La peine des uns fait l’affaire des autres

Depuis son ouverture en 2010, le centre pénitentiaire de Vivonne a largement contribué au développement économique de la commune... mais pas que. Entre et hors les murs, la prison génère des retombées économiques importantes, bien que difficiles à chiffrer.

Arnault Varanne

Le7.info

A chaque « bloc », sa chaîne de production, quasi industrialisée. Certains assemblent des compteurs électriques, d’autres des poubelles d’avions de ligne, d’autres encore des cartons d’emballage pour une célèbre marque de champagne. Ce lundi matin, dans l’atelier du centre pénitentiaire de Vivonne, ils sont plusieurs dizaines à travailler sous étroite surveillance. « Je crois beaucoup au travail des détenus. L’atelier est un lieu très structurant pour eux. » Face au député Sacha Houlié, en visite parlementaire, la directrice de la prison Karine Lagier parle sans langue de bois. « Pour les entreprises, c’est une main-d’œuvre pas chère, rémunérée 1,23€ de l’heure, sans contrat de travail. Pour les détenus, c’est une opportunité de se rendre utile, de gagner un peu d’argent et, surtout, de quitter la cellule pendant quelques heures. »

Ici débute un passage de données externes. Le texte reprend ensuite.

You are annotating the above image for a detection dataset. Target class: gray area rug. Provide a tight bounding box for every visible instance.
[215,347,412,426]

Certains diront que la peine des uns fait l’affaire des autres. C’est un fait, la prison génère de nombreuses retombées économiques, à commencer par cette mise à disposition de main-d’œuvre à bas coût. Au-delà, la rémunération des détenus et les dons que leur font leurs familles par mandat génèrent un véritable « business » au cœur du centre pénitentiaire. « Avec leur argent, les prisonniers peuvent s’acheter de la nourriture, du tabac, des cosmétiques, une télévision, une chaîne Hi-Fi..., reprend Karine Lagier. Aucune monnaie ne circule pour autant entre les murs. Les agents pénitentiaires gèrent les comptes des détenus. »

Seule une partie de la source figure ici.